The three options, in plain terms
A detached ADU is a brand-new, standalone unit built in your yard, with its own foundation, walls, and roof. A garage conversion turns your existing garage into a legal dwelling, reusing the shell that's already there. A JADU (junior ADU) is a small unit carved out of the existing footprint of your house, capped at 500 square feet, usually a bedroom plus a small kitchen and a private entrance.
All three are legal in San Jose, and the city has worked to streamline approvals. The big differences come down to cost and how much space you end up with.
What each one costs in San Jose
These are current local ranges, not promises. Your number depends on finishes, site conditions, and utility work.
- Detached ADU: roughly $250,000-$450,000 and up, or about $350-$500 per square foot for a typical 600-800 sq ft unit.
- Attached ADU addition: roughly $150,000-$300,000.
- Garage conversion: roughly $85,000-$200,000, often $250-$380 per square foot, because the foundation, walls, and roof already exist.
- JADU: roughly $60,000-$150,000, since it stays inside your home's existing walls.
Reusing an existing structure typically cuts 20-40% off the cost of building a comparable detached unit. For a deeper breakdown, see our ADU cost guide.
San Jose and California rules worth knowing
- Size limits. Detached ADUs can go up to 1,000 sq ft on lots under 9,000 sq ft, and up to 1,200 sq ft on larger lots. JADUs are capped at 500 sq ft and must stay within the existing home.
- The 750 sq ft fee waiver. In San Jose, ADUs under 750 square feet are fully exempt from parkland and school impact fees, which can save you roughly $5,000 to $15,000 or more. Cross 750 sq ft and the city charges per-square-foot school fees (often $3,000 to $6,000 or more). Both garage conversions and JADUs almost always stay under that line, and many smaller detached units do too.
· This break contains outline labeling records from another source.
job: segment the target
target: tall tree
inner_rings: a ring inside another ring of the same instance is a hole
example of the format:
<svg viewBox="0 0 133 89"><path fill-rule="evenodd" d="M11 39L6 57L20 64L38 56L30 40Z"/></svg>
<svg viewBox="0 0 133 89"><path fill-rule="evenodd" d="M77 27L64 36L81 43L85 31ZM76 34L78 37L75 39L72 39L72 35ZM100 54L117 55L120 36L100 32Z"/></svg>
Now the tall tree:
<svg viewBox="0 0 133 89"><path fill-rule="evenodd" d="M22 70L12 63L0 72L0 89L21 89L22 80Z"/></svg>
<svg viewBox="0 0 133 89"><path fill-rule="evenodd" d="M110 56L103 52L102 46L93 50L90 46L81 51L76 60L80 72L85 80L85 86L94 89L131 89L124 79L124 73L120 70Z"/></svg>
- Parking. San Jose generally requires one off-street space for an ADU, but that requirement is waived if your property is within a half-mile walk of a transit stop. Garage conversions are also exempt from replacing the parking the garage removed.
- Setbacks. Detached ADUs typically need a four-foot setback from rear and side property lines.
Permits are required for all three, and the process matters as much as the build. Our permits overview walks through what San Jose expects.
When a garage conversion makes the most sense
Go this route if your garage is in decent shape, you want to keep costs down, and you don't mind giving up the parking or storage. It's the fastest, cheapest way to add a real one-bedroom or studio, and it usually lands under 750 sq ft, so you capture the fee waiver. The trade-off: you're limited to the garage's existing dimensions, and older slabs or low rooflines sometimes need work that eats into the savings. See our garage conversion page for what's involved.
When a detached ADU is worth the extra cost
A detached unit costs the most but gives you the most: a true private home in the backyard, more square footage, and the strongest rental income and resale value. It makes sense when you have the yard space, the budget, and a longer-term goal, like housing family or building steady rental income. If financing is the hurdle, our financing options can help you compare.
When a JADU is the smart starter move
A JADU is the lowest-cost path to a legal, income-producing or family-friendly space. It's ideal when you have an extra bedroom or unused interior area and want a separate suite without a full addition. The limits: 500 sq ft and an efficiency kitchen.
A simple way to decide
Tightest budget and an existing garage? Convert it. Want the most space and value, with room in the yard? Build detached. Have unused space inside and want to start small? A JADU. The best answer usually comes from walking your property with a builder who knows San Jose's rules.